Right. Is it a pacifist thing?

It’s an insistence on living life when everything around you is against that. Which if you think back to photographing the car parks and the alleyways it’s the same thing. When you are in the midst of raising small kids… you’re… it’s a resistance to what’s going on.

That’s a better word!

Which now I am thinking, in grad school they often asked us, I think, isn’t art resistance or something? I like things if they are political to be political with a small p, for people to make up their minds themselves. And they can miss it completely.

So, it’s not didactic.

Yeah. 

For us, those of us who have been through the graduate program we have both been through and have been painting and making art for, well in my case for over 20 years, the aesthetic enjoyment of a show like yours is for a more educated… I don’t know… visually… do you find that it is still hard for people to get into that kind of work who don’t have an art background?

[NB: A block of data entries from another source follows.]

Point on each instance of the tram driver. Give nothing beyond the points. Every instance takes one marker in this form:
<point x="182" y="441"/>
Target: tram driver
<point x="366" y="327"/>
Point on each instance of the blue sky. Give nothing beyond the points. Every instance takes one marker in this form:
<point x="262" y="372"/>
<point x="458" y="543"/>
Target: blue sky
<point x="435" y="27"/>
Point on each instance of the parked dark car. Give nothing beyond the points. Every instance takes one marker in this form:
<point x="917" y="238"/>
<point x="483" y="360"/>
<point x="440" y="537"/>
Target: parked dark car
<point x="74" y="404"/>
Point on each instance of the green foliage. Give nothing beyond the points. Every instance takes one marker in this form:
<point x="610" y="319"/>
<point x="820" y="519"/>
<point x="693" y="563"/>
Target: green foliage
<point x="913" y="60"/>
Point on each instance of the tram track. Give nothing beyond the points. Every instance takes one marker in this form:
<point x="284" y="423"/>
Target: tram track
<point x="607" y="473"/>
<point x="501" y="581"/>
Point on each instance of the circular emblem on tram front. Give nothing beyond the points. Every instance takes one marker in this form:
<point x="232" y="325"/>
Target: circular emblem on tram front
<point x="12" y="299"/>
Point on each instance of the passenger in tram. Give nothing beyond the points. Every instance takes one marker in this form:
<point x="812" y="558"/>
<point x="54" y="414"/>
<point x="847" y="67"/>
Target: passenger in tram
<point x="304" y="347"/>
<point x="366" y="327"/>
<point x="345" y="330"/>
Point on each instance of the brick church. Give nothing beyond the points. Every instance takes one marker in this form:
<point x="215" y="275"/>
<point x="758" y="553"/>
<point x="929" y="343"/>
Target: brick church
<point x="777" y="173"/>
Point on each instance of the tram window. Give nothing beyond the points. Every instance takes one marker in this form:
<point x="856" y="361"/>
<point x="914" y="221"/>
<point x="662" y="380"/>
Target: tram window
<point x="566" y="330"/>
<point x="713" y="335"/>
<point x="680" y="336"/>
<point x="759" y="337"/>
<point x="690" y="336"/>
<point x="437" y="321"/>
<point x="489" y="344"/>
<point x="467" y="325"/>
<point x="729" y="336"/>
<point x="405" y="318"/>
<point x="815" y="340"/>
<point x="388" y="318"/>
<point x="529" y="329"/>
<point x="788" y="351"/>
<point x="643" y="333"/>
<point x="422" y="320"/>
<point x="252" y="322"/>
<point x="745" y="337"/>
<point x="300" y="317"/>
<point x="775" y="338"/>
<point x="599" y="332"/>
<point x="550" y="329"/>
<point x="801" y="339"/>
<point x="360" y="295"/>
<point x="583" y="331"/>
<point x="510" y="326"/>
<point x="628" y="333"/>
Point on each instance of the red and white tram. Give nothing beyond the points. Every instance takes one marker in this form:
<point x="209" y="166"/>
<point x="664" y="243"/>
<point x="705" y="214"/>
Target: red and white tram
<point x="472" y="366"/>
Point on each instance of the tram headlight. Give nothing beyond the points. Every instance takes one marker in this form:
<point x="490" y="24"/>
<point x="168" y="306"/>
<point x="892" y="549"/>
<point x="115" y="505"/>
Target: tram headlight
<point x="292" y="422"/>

Yeah, it’s really interesting because I think if I had left just a grey wall, super reduced, minimalist, you know? It would have just missed everybody—not everybody—it would have been very niche. But this actually, the color and the mess, the sense of energy in it, the stuff happening here, it pulls people in. Of course, people come in and go, ok what’s this rubbish on the floor? But there is enough visual interest, especially the photographs that were in the catalog from Lauri Hafvenstein, and this is the third one of my installations that she has photographed with me, and we have really worked together. It’s really dense, so it really functions really well in two dimensions, so when you’re in it, it functions very similar to a painting, so I think there’s, it’s visually interesting enough that it pulls people in.

One last thing I’ve got to get in there, it’s really exciting that all my lightbulbs in my lightboxes are smart lights. So even though they are just cardboard boxes with a lightbulb in them, because they are smart lights I can set and adjust the color in them. It’s like painting with light, although that’s something that nobody notices. I just think it’s great! This crazy technology and it’s just a lightbulb in a cardboard box.